Magazine, 12/06/2017.

La disoccupazione, nonostante le ingannevoli dichiarazioni ufficiali, continua purtroppo ad aumentare e rende la situazione sempre più preoccupante ed esplosiva; di conseguenza molte forze politiche, specie di sinistra, cercano di contrastarne la crescita; affrontando però il problema principalmente a livello aziendale, mentre quando la crisi coinvolge la singola azienda i giochi sono già fatti e i margini di manovra sono molto ridotti.

L’attuale caso genovese dell’Ilva può servire da esempio: non serve una conoscenza specifica per capire che quando l’azienda, come in questo caso, opera in un mercato in concorrenza e la produzione programmata può essere realizzata con 4.000 unità in meno, se non riduce il personale si mette a rischio la competitività aziendale e il restante personale. L’elasticità è quindi limitata e può coinvolgere solo poche unità o gli ammortizzatori sociali a carico della collettività. Soluzioni che aiutano il caso concreto senza rappresentare una soluzione dal momento che non possiamo prevedere di scaricare sullo Stato gli oneri di tutti i problemi aperti.

Però come continuiamo a ripetere, la crescita della produttività, cioè maggiore numero di unità prodotte a parità d’occupazione, se non è coperta da un aumento di produzione, fa crescere automaticamente la disoccupazione. Non si tratta della singola produzione (ad esempio l’Ilva) ma del sistema nel suo insieme perché, se il Pil cresce, la maggiore disoccupazione di un settore può essere coperta da altri settori.

Le soluzioni quindi non sono a livello economico dello specifico caso aziendale, bensì a quello politico dell’intero sistema paese. È necessario infatti come abbiamo più volte ripetuto,  eliminare i tappi che impediscono la crescita, costituiti dalla mano pubblica, non più in grado di assolvere al proprio ruolo.

È in buona parte priva di fondamento anche la tesi corrente che attribuisce la disoccupazione alla delocalizzazione della produzione realizzata dall’imprenditore  per ridurre il costo della mano d’opera; una tesi che avrebbe potuto avere senso forse 40 anni fa quando la mano d’opera rappresentava il 50% del costo di produzione, non lo è più oggi essendosi tale percentuale ridotta intorno al 10 – 15%. Sono maggiori le diseconomie esterne del Sistema Paese che coinvolgono l’inefficienza della giustizia, dei trasporti, dei vincoli burocratici, delle autorizzazioni, dei cunei fiscali, ecc.

Basta a conferma il solo esempio della logistica, a me particolarmente familiare: infatti stando alle statistiche, la logistica, che incide per circa un 20% del costo di produzione, per più di metà è disfunzione prodotta dall’inadeguatezza delle infrastrutture pubbliche.

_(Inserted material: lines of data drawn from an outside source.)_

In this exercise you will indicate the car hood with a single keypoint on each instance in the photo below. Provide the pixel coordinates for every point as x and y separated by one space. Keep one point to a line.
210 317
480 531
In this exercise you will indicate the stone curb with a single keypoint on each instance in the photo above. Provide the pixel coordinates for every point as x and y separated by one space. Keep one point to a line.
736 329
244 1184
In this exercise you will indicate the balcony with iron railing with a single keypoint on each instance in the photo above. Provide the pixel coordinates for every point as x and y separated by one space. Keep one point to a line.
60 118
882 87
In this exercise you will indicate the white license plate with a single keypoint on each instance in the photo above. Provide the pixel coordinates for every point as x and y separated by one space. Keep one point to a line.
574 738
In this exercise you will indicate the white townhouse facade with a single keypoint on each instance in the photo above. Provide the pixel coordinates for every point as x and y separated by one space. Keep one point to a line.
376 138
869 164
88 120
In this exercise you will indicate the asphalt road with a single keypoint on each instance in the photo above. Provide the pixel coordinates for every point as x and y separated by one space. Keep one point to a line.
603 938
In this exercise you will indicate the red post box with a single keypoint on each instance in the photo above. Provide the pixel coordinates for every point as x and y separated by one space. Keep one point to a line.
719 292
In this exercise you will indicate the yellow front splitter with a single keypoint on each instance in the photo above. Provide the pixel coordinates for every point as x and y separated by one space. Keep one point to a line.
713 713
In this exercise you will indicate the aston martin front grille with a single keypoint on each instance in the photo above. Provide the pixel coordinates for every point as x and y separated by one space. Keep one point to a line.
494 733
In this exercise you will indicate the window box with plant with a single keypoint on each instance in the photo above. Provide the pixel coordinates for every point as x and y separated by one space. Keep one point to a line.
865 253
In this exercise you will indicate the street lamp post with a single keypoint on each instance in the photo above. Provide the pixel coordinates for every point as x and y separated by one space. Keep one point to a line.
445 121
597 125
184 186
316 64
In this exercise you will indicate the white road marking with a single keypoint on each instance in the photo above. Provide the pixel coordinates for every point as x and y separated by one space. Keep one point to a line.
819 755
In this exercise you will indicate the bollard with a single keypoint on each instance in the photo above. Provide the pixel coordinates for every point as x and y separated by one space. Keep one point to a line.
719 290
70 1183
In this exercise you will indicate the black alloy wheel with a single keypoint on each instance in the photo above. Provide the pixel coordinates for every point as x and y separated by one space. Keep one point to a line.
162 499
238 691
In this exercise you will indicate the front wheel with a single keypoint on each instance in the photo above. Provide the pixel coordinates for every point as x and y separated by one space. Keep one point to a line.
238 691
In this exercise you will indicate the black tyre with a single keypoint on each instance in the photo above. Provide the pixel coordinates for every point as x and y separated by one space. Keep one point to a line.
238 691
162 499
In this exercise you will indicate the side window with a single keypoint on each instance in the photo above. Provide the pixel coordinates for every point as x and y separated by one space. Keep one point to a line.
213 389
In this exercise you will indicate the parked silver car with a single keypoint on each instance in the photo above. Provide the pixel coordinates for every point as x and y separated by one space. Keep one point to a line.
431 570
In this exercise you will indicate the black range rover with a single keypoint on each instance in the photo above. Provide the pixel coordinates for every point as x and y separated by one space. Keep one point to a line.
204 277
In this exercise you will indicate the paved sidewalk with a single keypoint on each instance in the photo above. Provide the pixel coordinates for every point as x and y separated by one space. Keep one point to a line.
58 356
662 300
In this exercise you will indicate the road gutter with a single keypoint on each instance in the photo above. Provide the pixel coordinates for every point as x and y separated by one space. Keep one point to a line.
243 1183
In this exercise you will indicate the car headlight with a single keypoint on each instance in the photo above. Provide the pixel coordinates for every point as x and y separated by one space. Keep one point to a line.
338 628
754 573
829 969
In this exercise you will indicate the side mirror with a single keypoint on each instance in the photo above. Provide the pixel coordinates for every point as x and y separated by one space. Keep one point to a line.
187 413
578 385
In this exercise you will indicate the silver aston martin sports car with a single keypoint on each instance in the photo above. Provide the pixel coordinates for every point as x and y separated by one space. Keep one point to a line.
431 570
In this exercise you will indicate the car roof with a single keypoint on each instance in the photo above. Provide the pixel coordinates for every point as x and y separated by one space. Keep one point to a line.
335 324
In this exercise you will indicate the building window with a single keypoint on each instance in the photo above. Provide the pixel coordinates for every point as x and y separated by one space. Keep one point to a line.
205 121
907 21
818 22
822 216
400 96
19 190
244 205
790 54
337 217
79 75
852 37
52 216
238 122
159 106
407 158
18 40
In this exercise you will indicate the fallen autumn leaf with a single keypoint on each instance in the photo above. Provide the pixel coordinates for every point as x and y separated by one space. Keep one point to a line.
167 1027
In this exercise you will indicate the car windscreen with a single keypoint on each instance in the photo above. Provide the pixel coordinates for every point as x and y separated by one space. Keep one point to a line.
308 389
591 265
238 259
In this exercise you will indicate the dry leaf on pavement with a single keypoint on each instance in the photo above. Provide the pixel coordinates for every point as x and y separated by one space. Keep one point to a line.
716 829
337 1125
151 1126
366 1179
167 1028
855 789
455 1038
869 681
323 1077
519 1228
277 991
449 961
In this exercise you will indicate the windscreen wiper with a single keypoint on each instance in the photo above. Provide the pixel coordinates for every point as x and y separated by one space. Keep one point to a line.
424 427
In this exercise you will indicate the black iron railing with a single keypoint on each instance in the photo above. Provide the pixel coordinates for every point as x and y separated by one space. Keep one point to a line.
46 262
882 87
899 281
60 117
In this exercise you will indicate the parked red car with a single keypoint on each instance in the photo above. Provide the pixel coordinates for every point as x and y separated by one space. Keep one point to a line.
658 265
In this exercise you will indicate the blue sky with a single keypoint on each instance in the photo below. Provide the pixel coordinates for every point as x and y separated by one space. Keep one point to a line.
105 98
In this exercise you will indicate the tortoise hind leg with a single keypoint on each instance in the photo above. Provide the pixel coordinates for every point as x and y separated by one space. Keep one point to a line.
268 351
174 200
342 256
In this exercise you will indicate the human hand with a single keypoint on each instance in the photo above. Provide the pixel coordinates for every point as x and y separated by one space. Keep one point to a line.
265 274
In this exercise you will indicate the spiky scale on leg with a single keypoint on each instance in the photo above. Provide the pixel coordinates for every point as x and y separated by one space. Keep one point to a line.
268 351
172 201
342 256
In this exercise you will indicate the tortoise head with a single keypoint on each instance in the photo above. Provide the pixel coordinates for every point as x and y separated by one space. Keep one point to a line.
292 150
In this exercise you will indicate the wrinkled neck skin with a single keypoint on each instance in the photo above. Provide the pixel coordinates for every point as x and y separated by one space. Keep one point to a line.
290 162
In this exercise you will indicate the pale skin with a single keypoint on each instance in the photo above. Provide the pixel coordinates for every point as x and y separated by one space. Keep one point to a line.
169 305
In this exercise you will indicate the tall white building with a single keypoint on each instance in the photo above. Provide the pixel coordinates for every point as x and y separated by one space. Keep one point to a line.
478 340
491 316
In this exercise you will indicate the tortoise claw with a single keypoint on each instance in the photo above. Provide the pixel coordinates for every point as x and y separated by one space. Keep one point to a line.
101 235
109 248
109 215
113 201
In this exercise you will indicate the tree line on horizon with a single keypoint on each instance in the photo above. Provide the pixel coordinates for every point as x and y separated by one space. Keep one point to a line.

Sarebbe sufficiente realizzare l’efficienza logistica per ottenere un risparmio pari quasi all’intero costo della mano d’opera.

Fino a quando i collegamenti fra Milano e la Cina si svolgeranno per i container via Rotterdam e per i passeggeri attraverso gli aeroporti di Monaco, Parigi, Londra, è possibile che, contro ogni logica economica, gli imprenditori siano costretti a delocalizzare per risparmiare anche sui costi logistici.

La nostra classe politica però, di fronte al disastro prodotto dalla sua incapacità, si illude di poter ritornare alla tranquillizzante teoria marxista del plus valore che scarica tutte le responsabilità sul padrone che ruba il salario all’operaio. La responsabilità principale invece  non è del soggetto economico, ma della classe politica; quindi sfogare la rabbia del lavoratore contro l’azienda e l’organizzazione economica è un’azione irresponsabile ed inutile, che compromette la parte che ancora regge paralizzandola ulteriormente e facendo precipitare la situazione generale.